Vous trouverez des photos de l’événement en suivant ce lien : http://22mars.amf.asso.fr/photos.php

*Avec ce Manifeste, l’AMF lance “un appel au renforcement des libertés locales, à la confiance dans les projets portés par les maires et les équipes municipales au service de leurs concitoyens. Il affirme une croyance en l’avenir de la commune qu’elle soit ancienne ou nouvelle.
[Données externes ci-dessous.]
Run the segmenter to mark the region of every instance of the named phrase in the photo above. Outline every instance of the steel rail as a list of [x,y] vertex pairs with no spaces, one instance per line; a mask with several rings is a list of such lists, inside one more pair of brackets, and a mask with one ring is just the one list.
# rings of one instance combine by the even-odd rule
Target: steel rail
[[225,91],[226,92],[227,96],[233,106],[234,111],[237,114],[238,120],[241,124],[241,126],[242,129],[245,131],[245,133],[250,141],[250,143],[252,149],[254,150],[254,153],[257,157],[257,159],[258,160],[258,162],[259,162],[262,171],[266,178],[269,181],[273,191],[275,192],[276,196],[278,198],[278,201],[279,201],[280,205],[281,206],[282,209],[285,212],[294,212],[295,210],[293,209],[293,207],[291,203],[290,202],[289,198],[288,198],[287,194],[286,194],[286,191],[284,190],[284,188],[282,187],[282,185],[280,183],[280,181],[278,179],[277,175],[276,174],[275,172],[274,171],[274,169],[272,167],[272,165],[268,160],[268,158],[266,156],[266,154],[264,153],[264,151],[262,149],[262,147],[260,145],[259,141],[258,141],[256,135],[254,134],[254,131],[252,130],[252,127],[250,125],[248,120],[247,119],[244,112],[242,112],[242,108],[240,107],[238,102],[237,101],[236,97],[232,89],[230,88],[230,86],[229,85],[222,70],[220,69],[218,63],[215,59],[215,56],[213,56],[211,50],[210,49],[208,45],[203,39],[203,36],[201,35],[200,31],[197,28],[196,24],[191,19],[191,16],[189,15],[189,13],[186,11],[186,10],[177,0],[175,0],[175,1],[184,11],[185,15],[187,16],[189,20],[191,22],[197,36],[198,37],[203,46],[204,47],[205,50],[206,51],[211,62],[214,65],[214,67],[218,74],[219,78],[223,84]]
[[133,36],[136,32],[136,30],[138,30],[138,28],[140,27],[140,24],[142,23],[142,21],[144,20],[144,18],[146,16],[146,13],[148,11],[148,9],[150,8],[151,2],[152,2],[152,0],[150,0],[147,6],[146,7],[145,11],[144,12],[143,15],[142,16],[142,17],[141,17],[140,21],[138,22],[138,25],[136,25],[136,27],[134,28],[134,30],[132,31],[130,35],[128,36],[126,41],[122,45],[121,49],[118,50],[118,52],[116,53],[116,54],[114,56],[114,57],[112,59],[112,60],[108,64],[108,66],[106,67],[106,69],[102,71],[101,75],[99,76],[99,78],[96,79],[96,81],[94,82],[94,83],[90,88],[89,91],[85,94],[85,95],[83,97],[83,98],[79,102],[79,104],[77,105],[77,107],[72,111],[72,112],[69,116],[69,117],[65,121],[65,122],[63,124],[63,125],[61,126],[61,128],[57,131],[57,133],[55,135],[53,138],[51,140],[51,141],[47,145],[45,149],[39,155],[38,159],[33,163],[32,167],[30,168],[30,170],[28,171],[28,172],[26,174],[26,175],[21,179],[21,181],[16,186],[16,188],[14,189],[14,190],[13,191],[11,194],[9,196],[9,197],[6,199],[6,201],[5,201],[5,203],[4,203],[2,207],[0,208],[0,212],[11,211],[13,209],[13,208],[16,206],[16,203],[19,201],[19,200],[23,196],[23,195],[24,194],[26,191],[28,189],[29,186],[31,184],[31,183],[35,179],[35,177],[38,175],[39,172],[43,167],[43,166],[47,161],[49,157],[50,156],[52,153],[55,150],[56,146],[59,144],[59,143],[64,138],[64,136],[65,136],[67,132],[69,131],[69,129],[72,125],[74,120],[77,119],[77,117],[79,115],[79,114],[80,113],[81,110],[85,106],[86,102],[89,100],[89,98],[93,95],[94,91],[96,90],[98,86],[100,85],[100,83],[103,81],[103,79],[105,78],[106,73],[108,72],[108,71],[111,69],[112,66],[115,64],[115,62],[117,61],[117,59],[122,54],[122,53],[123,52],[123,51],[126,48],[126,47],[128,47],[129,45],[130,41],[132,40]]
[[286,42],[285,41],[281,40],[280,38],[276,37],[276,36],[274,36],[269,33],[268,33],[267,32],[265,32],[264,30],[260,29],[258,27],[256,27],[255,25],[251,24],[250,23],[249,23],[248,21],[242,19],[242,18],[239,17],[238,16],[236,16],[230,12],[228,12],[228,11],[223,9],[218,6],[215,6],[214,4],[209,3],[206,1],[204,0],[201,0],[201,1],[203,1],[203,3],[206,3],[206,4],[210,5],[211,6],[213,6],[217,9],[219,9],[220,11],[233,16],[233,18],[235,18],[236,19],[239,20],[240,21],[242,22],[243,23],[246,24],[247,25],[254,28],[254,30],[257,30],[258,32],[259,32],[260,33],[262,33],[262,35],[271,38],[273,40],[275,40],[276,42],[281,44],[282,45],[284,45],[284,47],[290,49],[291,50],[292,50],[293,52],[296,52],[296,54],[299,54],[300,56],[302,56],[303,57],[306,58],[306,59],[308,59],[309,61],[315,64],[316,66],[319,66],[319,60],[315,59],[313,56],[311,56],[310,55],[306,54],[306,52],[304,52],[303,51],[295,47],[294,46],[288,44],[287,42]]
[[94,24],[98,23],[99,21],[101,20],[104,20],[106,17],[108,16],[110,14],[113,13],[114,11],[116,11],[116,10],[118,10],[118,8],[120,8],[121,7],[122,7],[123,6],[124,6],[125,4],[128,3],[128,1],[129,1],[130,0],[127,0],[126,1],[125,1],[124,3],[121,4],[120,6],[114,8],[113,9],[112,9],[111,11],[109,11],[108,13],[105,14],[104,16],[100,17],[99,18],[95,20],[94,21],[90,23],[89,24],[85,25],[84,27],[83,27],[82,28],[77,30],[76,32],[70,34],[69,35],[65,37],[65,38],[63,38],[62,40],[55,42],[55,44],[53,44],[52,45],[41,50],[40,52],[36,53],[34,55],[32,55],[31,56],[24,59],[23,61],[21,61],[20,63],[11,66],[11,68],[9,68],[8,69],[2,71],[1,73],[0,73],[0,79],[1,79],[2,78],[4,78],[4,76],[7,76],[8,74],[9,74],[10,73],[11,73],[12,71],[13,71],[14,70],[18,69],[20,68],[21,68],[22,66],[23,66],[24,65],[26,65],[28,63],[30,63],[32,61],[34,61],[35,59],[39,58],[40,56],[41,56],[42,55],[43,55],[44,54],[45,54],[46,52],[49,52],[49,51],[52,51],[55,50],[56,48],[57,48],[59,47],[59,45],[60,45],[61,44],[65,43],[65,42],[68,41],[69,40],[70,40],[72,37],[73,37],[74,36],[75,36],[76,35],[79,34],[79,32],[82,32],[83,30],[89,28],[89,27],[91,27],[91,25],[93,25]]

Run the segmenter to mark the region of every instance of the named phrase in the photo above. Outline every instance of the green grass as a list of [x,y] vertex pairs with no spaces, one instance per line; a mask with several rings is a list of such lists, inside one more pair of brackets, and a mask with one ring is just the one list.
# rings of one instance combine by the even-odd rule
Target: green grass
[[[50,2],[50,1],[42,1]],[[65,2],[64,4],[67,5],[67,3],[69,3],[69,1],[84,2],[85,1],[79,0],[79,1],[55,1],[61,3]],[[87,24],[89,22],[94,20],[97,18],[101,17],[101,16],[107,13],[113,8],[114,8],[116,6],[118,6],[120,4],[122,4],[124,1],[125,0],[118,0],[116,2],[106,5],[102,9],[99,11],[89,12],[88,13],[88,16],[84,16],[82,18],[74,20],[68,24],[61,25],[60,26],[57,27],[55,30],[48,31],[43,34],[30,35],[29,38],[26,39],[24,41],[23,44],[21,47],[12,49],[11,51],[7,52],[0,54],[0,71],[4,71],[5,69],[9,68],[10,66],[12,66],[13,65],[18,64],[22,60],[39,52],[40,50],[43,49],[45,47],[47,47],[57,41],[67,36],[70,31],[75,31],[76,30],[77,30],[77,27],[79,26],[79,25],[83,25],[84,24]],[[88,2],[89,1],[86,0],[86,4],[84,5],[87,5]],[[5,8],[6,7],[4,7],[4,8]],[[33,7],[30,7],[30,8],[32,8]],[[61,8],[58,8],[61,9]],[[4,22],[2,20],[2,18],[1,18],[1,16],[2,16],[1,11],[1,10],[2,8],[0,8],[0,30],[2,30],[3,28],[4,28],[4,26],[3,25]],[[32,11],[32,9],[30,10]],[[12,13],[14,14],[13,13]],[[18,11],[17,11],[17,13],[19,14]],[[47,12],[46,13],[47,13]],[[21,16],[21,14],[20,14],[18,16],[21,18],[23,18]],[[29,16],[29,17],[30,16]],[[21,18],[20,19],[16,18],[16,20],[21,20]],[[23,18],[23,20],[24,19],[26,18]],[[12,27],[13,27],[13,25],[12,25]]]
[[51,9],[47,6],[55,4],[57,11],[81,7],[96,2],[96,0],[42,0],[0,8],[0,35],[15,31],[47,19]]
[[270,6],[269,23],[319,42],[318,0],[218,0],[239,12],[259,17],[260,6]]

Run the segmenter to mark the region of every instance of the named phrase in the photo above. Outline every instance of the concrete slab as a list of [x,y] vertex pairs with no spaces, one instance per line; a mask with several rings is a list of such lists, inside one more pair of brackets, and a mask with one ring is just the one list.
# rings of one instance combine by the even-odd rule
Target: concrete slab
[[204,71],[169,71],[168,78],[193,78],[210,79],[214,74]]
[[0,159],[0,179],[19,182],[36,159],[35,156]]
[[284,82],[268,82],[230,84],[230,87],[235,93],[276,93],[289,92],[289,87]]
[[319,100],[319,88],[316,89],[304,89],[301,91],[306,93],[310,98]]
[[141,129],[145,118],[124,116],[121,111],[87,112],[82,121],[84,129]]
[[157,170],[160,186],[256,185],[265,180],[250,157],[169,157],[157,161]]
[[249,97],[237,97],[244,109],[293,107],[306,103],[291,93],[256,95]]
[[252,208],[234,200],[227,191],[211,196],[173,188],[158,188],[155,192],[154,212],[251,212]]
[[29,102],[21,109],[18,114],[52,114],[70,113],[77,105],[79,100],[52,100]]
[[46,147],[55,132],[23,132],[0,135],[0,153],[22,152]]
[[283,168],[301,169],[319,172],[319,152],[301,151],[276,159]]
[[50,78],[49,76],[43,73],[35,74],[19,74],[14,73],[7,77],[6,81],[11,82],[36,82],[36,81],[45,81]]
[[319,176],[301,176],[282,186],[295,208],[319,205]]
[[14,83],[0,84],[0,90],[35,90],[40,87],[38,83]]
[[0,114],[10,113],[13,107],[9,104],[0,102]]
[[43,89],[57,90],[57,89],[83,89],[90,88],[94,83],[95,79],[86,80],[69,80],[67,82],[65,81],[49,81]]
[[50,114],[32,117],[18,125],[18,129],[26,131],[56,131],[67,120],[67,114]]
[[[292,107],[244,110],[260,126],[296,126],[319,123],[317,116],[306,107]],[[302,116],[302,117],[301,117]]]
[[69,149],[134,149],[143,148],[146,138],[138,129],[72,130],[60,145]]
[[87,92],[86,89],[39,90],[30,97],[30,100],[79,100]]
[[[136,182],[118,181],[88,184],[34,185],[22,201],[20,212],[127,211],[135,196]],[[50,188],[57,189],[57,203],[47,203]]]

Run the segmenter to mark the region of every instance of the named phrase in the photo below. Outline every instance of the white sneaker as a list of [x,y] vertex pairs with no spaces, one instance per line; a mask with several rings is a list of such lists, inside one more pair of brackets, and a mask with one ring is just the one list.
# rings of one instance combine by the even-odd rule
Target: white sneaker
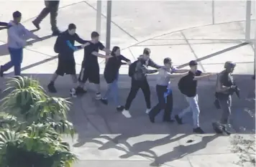
[[124,116],[126,117],[126,118],[132,118],[132,115],[129,113],[129,110],[124,110],[122,112],[122,114],[124,115]]
[[149,114],[150,111],[151,111],[151,108],[147,108],[146,114]]
[[101,94],[100,92],[95,94],[95,99],[96,100],[101,100]]
[[70,94],[70,96],[72,97],[76,97],[77,95],[76,95],[76,89],[75,88],[72,88],[70,89],[70,90],[69,91],[69,93]]

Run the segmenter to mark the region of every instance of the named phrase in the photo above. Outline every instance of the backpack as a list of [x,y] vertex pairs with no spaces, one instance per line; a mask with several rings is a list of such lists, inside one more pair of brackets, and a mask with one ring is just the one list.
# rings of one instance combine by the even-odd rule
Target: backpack
[[182,93],[182,94],[184,94],[184,95],[186,95],[186,83],[185,83],[185,79],[186,79],[186,77],[187,75],[186,75],[186,76],[184,76],[184,77],[181,77],[180,79],[180,80],[178,81],[178,90],[180,91],[180,92]]
[[134,62],[129,66],[129,73],[128,73],[129,77],[132,77],[132,75],[135,73],[136,65],[137,62],[138,60]]
[[54,52],[60,53],[61,50],[61,37],[59,35],[57,37],[55,44],[54,44]]

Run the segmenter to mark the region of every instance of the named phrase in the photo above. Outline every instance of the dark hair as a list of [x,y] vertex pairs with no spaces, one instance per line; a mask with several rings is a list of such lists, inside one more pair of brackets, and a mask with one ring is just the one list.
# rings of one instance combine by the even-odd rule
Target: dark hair
[[111,56],[116,56],[115,53],[116,52],[116,50],[120,49],[120,48],[119,47],[114,47],[112,52],[111,52]]
[[143,54],[147,54],[147,55],[150,54],[150,48],[144,49]]
[[91,38],[95,38],[95,37],[99,37],[99,34],[98,32],[93,32],[91,34]]
[[172,59],[169,57],[166,57],[165,59],[163,59],[163,64],[168,64],[172,62]]
[[22,13],[19,12],[19,11],[14,11],[12,14],[12,16],[13,16],[14,19],[21,17],[22,16]]
[[190,67],[192,67],[192,66],[196,66],[198,65],[197,62],[196,60],[191,60],[188,63],[189,66]]
[[71,30],[71,29],[76,29],[76,26],[75,25],[75,24],[69,24],[68,25],[68,29],[69,30]]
Il porte une conviction : toute évolution territoriale ne peut venir que du terrain.ʺ

Le renforcement des libertés locales doit reposer selon l’AMF sur des relations de confiance entre l’État et les collectivités et s’appuyer sur 4 principes essentiels :

- Principe n°1 - Garantir la place de communes fortes et vivantes dans une République décentralisée, en respectant le principe constitutionnel de libre administration des collectivités.

- Principe n°2 - L'État doit reconnaître les collectivités comme de véritables partenaires et mettre fin à la prolifération et à l’instabilité des normes.

- Principe n°3 - État et collectivités doivent définir et construire ensemble les politiques publiques pour un développement dynamique et solidaire des territoires.

- Principe n°4 - Un pacte financier doit garantir, pour la durée de la mandature 2017-2022, la stabilité et la prévisibilité des ressources et des charges des communes et intercommunalités.

Ces 4 principes fondent les 15 engagements attendus des candidats à l’élection présidentielle ; ils jettent les bases d’un véritable projet de contrat de mandature définissant des objectifs partagés entre l’Etat et les collectivités locales.

A l’évidence, ʺon ne réussira pas la France sans les communesʺ.